Me miraba con cara de póquer:

—Oye, me parece que ya te he contado demasiado.

—No has dicho nada que yo no supiera ya.

—Pero en un lugar como éste la discreción es fundamental.

—Mira, yo no doy detalles de la investigación a nadie: busco al tipo, si lo encuentro, bien, y si no, presento un informe general y cobro la minuta mínima, sin más.

—¿Y quién dices que te ha contratado?

¿Y por qué me pareció que se estaba burlando de mí y no creía en absoluto que fuera detective?

—Gloria. Ella me dio esta dirección —le repetí la pregunta que había quedado colgada—: ¿Crees que su desaparición puede tener algo que ver con este sitio?

—Éste tiene fama de ser uno de los lugares más seguros de la ciudad.

A partir de aquí fue ella la que quiso saberlo todo sobre el caso, cómo, cuándo, por qué y para qué, y comprendí que ya había agotado la fuente y a partir de ese punto empezaba a ser ella la que obtenía información. De hecho no había averiguado nada nuevo excepto que el trío Lalalá frecuentaba también en grupo aquel edificio, cosa que ya no me parecía del todo rara.

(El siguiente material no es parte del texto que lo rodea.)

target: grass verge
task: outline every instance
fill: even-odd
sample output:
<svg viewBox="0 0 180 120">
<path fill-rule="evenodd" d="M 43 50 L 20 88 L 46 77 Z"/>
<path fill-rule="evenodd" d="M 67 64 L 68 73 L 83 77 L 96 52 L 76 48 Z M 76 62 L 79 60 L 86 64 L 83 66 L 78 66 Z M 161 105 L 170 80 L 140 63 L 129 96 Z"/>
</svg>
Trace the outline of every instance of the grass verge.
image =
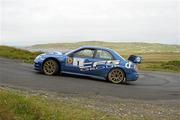
<svg viewBox="0 0 180 120">
<path fill-rule="evenodd" d="M 0 90 L 0 120 L 115 120 L 117 118 L 79 104 Z"/>
<path fill-rule="evenodd" d="M 178 100 L 78 97 L 0 87 L 0 120 L 177 120 Z"/>
<path fill-rule="evenodd" d="M 30 52 L 8 46 L 0 46 L 0 57 L 21 60 L 25 63 L 33 63 L 34 58 L 41 52 Z"/>
</svg>

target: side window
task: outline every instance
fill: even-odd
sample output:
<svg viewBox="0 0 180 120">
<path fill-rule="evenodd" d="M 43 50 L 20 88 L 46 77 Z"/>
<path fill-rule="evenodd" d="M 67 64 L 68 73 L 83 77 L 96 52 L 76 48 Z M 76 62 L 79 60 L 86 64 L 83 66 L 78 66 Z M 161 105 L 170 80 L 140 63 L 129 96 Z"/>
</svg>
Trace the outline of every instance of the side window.
<svg viewBox="0 0 180 120">
<path fill-rule="evenodd" d="M 93 57 L 94 50 L 91 49 L 83 49 L 76 53 L 74 53 L 73 57 L 80 57 L 80 58 L 91 58 Z"/>
<path fill-rule="evenodd" d="M 97 50 L 95 58 L 103 59 L 103 60 L 112 60 L 112 55 L 105 50 Z"/>
</svg>

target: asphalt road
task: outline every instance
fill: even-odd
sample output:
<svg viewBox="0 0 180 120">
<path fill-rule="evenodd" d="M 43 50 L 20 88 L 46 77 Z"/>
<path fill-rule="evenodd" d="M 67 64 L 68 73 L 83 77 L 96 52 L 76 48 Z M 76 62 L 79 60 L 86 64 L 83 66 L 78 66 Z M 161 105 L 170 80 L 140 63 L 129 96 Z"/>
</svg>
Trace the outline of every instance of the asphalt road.
<svg viewBox="0 0 180 120">
<path fill-rule="evenodd" d="M 45 90 L 67 95 L 101 95 L 125 99 L 180 99 L 180 75 L 163 72 L 141 72 L 139 80 L 125 84 L 72 75 L 46 76 L 30 64 L 0 58 L 0 85 Z"/>
</svg>

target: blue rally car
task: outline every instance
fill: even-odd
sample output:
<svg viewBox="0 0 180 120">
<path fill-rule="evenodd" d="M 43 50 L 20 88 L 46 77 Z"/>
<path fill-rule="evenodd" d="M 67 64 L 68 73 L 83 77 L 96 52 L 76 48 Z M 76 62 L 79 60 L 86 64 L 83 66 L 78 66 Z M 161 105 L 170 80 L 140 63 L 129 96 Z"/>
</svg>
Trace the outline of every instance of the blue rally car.
<svg viewBox="0 0 180 120">
<path fill-rule="evenodd" d="M 126 61 L 111 49 L 84 46 L 67 53 L 41 54 L 34 60 L 34 69 L 46 75 L 67 73 L 122 83 L 138 79 L 139 63 L 139 56 L 131 55 Z"/>
</svg>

Llegados a este punto amanecía ya el último día de primavera, aunque la atmósfera conservaba aún el fresco de la noche y parte de su oscuridad perforada por las farolas. A la botella de vodka helado le faltaba ya un buen cuarto de litro y empecé a tener ganas de irme a casa. Le conté a mi guía que llevaba tres días sin dormir y eso la convenció de dejarme marchar sin atosigarme con más preguntas. Incluso se ofreció a acompañarme hasta el salón de la planta de entrada.